Может, для воспитанников это и было время затишья, а вот для взрослых, как шутила, бывало, мать, - настоящий «битый» час. Процесс «избиения», похоже, и сейчас был в разгаре. По понятным причинам на этот раз главной «обвиняемой» стала отлучившаяся. Впрочем, тут позволяли себе удовольствие и присутствующим «шпильки вставлять», но за глаза отрывались по полной программе. Запевала, как обычно, - Евгения Евстигнеевна. Коллеги при случае называли ее «Застегнеевной» из-за «милой» привычки раздражаться по любому пустяку и коронной фразы: «Ну и детки пошли! «Застегнула» бы всех!»
- Конечно, будет тут муж по командировкам мотаться, - из-за недозакрытой двери приглушенно донесся голос «Застегнеевны». – Одевается, как старуха древняя.
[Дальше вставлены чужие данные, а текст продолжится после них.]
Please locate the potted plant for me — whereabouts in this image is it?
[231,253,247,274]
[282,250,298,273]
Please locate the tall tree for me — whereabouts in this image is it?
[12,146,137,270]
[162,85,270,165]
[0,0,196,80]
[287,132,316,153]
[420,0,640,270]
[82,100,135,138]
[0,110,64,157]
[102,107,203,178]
Да еще и в платочке!
Остальные «прокурорши» с готовностью закивали. «Что они сегодня, сговорились, что ли? - Игоря бросило в жар. – Те – про мои, эти - про мамины наряды?» Ему захотелось вскочить и защитить ее, но мысли путались, и он лишь нервно зашагал по узкому «предбаннику».
Неожиданно возражать принялась Света. Она недавно тут нянечкой работала. Немолодую ее предшественницу ЕЕ (второй «псевдоним» хозяйки группы) выжила. Придиралась к каждому шагу. Степановна долго терпела, только все чаще «прикладывалась» к пузырьку с пахучим лекарством, вызывая новый приступ недовольства «классной дамы». В последнее время та повадилась в самые дальние углы, куда пенсионерке трудно было дотянуться, подбрасывать небольшие бумажки и наблюдать, когда няня их обнаружит.
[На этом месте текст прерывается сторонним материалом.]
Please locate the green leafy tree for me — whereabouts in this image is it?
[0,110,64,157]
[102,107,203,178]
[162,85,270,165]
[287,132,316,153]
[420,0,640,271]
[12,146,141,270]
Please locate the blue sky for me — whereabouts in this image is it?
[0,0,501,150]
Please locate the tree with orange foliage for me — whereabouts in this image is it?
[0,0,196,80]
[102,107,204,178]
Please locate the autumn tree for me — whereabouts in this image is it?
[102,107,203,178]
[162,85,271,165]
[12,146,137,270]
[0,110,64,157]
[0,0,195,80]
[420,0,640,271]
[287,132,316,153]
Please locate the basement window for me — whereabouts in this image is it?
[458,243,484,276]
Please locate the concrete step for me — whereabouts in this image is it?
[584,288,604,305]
Как-то Степановна пришла с обеда, а посреди раздевалки – кучка мелкого мусора, что сгребла «повелительница». Глянула она на этот «вещдок», пару секунд помолчала, плюнула и пошла к заведующей за расчетом. «Застегнеевна» целых два дня ликовала, а когда в качестве замены ей «подсунули» вчерашнюю школьницу, начала методично доставать и ее. Но та как будто не замечала ядовитых стрел. Подружилась с Лидией Васильевной и осмелела настолько, что отваживалась порой дискутировать с «миссис Линч».
- А что плохого в платочке? Даже стильно! Почему все должны в стандартных шапочках-то ходить? Я себе с получки тоже куплю шарфик веселенький какой-нибудь.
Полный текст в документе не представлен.